When I use the pow() function, sometimes the results are off by one. For example, this code produces 124, but I know that 5³ should be 125.
#include<stdio.h>
#include<math.h>
int main(){
int i = pow(5, 3);
printf("%d", i);
}
Why is the result wrong?
Your problem is that you are mixing integer variables with floating point math. My bet is that the result of 5^3 is something like 124.999999 due to rounding problems and when cast into integer variable get floored to 124.
There are 3 ways to deal with this:
more safely mix floating math and integers
int x=5,y=3,z;
z=floor(pow(x,y)+0.5);
// or
z=round(pow(x,y));
but using this will always present a possible risk of rounding errors affecting the result especially for higher exponents.
compute on floating variables only
so replace int with float or double. This is a bit safer than #1 but still in some cases is this not usable (depends on the task). and may need occasional floor,ceil,round along the way to get the wanted result correctly.
Use integer math only
This is the safest way (unless you cross the int limit). The pow can be computed on integer math relatively easily see:
pow(x, y) is most likely implemented as exp(y * log(x)): modern CPUs can evaluate exp and log in a couple of flicks of the wrist.
Although adequate for many scientific applications, when truncating the result to an integer, the result can be off for even trivial arguments. That's what is happening here.

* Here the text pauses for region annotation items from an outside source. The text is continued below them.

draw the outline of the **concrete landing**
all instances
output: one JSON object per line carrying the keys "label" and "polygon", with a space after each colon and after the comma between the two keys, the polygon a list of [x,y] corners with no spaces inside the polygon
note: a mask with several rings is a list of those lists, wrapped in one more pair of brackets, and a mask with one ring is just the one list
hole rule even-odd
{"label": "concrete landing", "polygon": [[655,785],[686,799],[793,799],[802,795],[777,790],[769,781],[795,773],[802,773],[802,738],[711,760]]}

Your best bet is to roll your own version of pow for integer arguments; i.e. find one from a good library. As a starting point, see The most efficient way to implement an integer based power function pow(int, int)
Use Float Data Type
#include <stdio.h>
#include <math.h>
int main()
{
float x=2;
float y=2;
float p= pow(x,y);
printf("%f",p);
return 0;
}
You can use this function instead of pow:
long long int Pow(long long int base, unsigned int exp)
{
if (exp > 0)
return base * Pow(base, exp-1);
return 1;
}